The behavior of writing functions

When the sender calls the write function, we see that some data has been sent, but where is the data sent? The answer is send buffer.

TCP provides a send buffer and a receive buffer. The write function stores the data in the transmit buffer temporarily, and the network protocol stack decides when to send the data. Similarly, the read function will temporarily store the received data in the receive buffer.

When the sender calls the write function twice in succession to send hello and world respectively, hello and world will be placed in the send buffer and the boundary cannot be distinguished. The operating system will send HelloWorld as a message or split it into multiple messages to send, and the opposite end will do the same because it is unable to distinguish the boundary.

How to divide the boundary

It has been repeatedly mentioned that there must be boundaries between messages. However, due to the fact that TCP regards messages as streams, it is impossible to solve this problem in TCP. At this time, it is the turn of the application layer to generate electricity with love.

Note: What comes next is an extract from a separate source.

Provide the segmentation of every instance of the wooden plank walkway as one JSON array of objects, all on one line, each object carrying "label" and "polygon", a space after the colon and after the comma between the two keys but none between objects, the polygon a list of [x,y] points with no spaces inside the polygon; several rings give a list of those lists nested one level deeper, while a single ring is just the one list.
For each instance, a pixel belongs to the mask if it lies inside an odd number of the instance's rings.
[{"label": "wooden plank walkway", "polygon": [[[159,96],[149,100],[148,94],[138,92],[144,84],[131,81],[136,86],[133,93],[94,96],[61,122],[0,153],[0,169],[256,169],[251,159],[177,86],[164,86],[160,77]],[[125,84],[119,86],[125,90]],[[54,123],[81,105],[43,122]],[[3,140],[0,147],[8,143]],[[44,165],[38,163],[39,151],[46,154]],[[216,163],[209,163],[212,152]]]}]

First of all, let me conclude
1. The application layer sends a fixed size byte block each time
2. The application layer provides clear boundary characters
3. The application layer adds a length pointer variable for the peer to read data

May we change our thinking and analyze the design of HTTP protocol?

HTTP protocol

Breaking the barriers between application layer and transport layer TCP packet sticking problem
HTTP protocol request message is divided into three parts: request line, header field and content.
We noticed that there is a newline character at the end of each line in the request line and header field, which is the explicit boundary character in the HTTP protocol.
There is a content length field in the HTTP header field. This field indicates the number of bytes of the content, which is the length pointer variable. Similar design also has the commonly used iovec vector.
As for fixed size byte blocks, the 20 bytes specified in the first part of TCP protocol is such a design.

Application layer Perspective

The role of application layer is to help TCP determine the message boundary, and the means to determine the message boundary is protocol.
After this point is clear, we can design our own protocol in the application layer and implement it with code, so as to solve the problem of TCP packet sticking in the application layer.
Breaking the barriers between application layer and transport layer TCP packet sticking problem

How many kinds of TCP packets are possible?

There is a classic question in the interview: when TCP sends n-byte packets, how many sending methods are there.
Here is a list of violence:
The sender sends 1 byte data first, and then n-1 byte data
The sender sends 2 bytes of data first, and then n-2 bytes of data
The sender sends n-1 byte data first and then 1 byte data
The sender sends n bytes of data directly
In this way, we let the sender send x bytes first, and then send the remaining N-X bytes to form a simple dynamic programming. The answer is 2 ^ (n-1).